Hello! I woke up this morning tired but extremely grateful. Mother’s Day was a success. My kids did the best they could (1 could have done better, not mentioning any names…) with what they have. It consisted of beautiful wall art and a heartfelt card from one and a mumbled Mother’s Day wish from the other. I asked the mumbling one, what would happen to your life if I put in that much effort into being a mother to you. What if I did just the bare minimum? I don’t think he really cares at this point in his life, I just hope he comes around in his early twenties!

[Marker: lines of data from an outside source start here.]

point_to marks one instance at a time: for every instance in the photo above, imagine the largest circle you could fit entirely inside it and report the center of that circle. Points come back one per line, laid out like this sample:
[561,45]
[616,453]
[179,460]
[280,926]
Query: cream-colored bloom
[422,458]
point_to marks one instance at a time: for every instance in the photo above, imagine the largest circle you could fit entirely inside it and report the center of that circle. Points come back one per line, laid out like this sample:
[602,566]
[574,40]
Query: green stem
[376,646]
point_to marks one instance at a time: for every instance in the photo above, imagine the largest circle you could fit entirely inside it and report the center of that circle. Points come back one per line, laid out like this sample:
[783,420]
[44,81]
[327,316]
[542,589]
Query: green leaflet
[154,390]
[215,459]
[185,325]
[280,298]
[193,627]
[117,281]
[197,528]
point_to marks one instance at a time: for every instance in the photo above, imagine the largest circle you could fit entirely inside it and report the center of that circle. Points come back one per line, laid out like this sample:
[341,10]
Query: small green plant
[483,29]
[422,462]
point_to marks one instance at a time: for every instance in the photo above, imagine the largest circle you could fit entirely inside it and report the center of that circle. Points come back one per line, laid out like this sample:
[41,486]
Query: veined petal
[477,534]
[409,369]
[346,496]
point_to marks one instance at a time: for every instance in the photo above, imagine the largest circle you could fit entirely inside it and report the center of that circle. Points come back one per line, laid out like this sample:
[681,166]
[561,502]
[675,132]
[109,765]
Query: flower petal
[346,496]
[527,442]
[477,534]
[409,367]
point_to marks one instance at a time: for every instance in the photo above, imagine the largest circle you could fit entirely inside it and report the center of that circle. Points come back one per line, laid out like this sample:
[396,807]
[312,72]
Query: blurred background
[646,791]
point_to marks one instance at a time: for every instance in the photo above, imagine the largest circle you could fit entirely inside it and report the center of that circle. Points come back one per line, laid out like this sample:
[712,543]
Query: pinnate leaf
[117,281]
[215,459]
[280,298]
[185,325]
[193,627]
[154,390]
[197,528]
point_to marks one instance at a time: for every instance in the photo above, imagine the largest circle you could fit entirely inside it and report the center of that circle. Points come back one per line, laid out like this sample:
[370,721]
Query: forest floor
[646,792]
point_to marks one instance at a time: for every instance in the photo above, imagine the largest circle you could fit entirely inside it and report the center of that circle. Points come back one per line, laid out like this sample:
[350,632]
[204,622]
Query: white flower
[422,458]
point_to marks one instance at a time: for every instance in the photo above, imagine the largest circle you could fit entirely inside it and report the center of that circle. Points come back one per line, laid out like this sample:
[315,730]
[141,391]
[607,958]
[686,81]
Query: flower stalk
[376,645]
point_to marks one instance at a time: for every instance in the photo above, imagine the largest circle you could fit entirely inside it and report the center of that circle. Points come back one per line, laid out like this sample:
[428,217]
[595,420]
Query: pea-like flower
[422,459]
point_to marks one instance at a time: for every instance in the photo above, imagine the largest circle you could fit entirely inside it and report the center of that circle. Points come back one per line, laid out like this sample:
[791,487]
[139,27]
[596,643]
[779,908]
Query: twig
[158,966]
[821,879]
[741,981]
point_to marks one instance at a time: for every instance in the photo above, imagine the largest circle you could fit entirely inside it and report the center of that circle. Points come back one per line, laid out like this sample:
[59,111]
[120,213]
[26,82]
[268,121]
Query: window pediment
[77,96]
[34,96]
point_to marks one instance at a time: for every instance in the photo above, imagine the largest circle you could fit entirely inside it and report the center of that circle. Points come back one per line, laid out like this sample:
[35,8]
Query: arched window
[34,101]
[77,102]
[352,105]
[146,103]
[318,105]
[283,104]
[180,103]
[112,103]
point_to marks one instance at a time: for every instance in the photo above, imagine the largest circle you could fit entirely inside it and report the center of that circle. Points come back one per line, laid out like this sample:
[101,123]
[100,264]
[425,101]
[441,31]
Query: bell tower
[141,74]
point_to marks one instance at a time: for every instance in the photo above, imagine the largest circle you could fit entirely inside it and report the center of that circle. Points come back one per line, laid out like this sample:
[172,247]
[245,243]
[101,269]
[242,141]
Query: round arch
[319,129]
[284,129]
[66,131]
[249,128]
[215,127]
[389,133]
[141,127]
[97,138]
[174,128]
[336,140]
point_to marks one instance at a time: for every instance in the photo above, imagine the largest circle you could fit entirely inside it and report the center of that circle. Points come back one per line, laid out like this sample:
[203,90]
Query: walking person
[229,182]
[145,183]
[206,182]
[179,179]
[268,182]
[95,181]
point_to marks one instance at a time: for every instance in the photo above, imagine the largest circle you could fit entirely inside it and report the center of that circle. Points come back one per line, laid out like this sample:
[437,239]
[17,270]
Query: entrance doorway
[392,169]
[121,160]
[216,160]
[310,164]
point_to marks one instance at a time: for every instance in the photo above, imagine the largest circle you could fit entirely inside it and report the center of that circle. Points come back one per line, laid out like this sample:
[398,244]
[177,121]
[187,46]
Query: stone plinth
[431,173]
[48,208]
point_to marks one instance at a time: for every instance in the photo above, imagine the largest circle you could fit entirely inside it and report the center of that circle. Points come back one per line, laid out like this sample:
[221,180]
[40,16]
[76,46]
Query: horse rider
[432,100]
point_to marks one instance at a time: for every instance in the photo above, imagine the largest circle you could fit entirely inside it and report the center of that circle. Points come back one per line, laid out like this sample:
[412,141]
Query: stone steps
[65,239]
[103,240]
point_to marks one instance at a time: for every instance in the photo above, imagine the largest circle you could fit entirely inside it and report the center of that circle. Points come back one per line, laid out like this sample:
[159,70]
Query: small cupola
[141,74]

I am wondering out loud about what the future holds for me as a mother not just as a person. Once the kids are old enough to move on, how will I keep myself busy. Will they talk to me, fit me into their busy schedules or even think of me? This is my fear. I have put my blood, sweat and tears into these two, will they be grateful? I don’t do what I do for them for anything in return, but a mom can hope and wish. I just want them to include me in their lives as some sort of priority. I know I shouldn’t worry so much, as only time will tell. I relish these moments and days with them, no one knows what tomorrow holds.

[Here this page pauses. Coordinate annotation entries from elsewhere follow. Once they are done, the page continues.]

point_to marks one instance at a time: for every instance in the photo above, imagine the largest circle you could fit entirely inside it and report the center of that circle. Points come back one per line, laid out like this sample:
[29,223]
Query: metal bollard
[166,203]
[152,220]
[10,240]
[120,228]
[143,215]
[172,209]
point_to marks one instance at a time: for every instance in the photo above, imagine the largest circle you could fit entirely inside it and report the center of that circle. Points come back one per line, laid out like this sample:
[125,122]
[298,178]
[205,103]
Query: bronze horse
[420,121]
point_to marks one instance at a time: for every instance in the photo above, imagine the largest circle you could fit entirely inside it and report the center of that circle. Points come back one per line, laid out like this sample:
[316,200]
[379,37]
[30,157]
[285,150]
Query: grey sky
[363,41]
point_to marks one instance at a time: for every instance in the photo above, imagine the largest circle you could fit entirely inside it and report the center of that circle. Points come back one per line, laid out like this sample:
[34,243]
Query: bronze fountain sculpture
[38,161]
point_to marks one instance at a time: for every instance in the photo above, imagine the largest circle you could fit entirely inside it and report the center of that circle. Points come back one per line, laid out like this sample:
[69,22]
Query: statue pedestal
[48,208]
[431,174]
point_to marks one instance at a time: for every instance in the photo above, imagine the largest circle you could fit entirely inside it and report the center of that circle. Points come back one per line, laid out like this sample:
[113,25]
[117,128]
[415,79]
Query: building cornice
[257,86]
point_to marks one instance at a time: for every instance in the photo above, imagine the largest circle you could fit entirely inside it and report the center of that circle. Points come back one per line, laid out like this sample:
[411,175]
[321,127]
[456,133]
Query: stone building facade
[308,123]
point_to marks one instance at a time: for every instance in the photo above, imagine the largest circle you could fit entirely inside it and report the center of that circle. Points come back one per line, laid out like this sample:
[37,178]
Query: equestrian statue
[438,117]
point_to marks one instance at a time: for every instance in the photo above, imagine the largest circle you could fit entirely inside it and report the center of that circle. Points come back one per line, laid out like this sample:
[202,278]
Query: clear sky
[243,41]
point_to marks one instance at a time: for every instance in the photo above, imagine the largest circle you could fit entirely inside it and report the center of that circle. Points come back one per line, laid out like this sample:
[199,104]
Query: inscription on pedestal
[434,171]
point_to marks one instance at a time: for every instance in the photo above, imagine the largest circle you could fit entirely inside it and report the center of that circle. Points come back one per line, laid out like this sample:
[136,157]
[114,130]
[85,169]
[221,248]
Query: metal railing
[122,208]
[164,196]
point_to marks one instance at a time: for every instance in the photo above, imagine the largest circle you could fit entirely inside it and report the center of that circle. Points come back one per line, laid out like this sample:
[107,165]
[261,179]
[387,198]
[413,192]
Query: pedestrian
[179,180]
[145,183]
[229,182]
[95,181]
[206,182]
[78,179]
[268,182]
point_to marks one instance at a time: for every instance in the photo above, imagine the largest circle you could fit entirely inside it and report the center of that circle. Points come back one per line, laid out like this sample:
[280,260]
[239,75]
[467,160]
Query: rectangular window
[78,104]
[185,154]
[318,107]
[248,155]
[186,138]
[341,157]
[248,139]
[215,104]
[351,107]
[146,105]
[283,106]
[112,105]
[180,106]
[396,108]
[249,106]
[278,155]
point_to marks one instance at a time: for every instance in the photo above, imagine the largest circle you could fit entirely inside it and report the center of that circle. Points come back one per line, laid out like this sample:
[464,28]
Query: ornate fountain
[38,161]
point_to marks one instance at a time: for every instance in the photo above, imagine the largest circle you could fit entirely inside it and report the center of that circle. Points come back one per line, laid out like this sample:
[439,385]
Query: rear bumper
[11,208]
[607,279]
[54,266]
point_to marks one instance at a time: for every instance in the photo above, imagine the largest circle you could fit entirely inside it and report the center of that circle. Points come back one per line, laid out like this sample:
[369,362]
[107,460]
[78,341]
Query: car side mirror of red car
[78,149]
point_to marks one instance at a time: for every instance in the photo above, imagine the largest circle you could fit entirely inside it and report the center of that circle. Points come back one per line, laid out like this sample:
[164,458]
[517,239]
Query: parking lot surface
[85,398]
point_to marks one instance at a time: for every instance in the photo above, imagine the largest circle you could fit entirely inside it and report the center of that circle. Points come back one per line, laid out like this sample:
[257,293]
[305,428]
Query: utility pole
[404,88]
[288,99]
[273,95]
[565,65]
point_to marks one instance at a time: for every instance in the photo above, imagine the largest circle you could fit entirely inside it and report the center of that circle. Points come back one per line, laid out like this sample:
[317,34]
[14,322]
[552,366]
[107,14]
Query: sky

My silent promise to my kids is, I will TRY not to be the needy, obsessive, demanding or controlling with my adult children. I will try my best to be loving, supportive, nurturing and understanding. I love being around people, who better to spend your time with then your hand made family? I don’t ever want to be without my spawns or feel lonely and useless in my old age. I would like to be a part of their families and to continue these magical moments until my last breath. At least try to care for half of much as I did for you.
In the meantime I will continue to be the best daughter and daughter in law to my current government. I do believe, you reap what you sow so. I need to make sure I sow exactly what I would like to reap one day!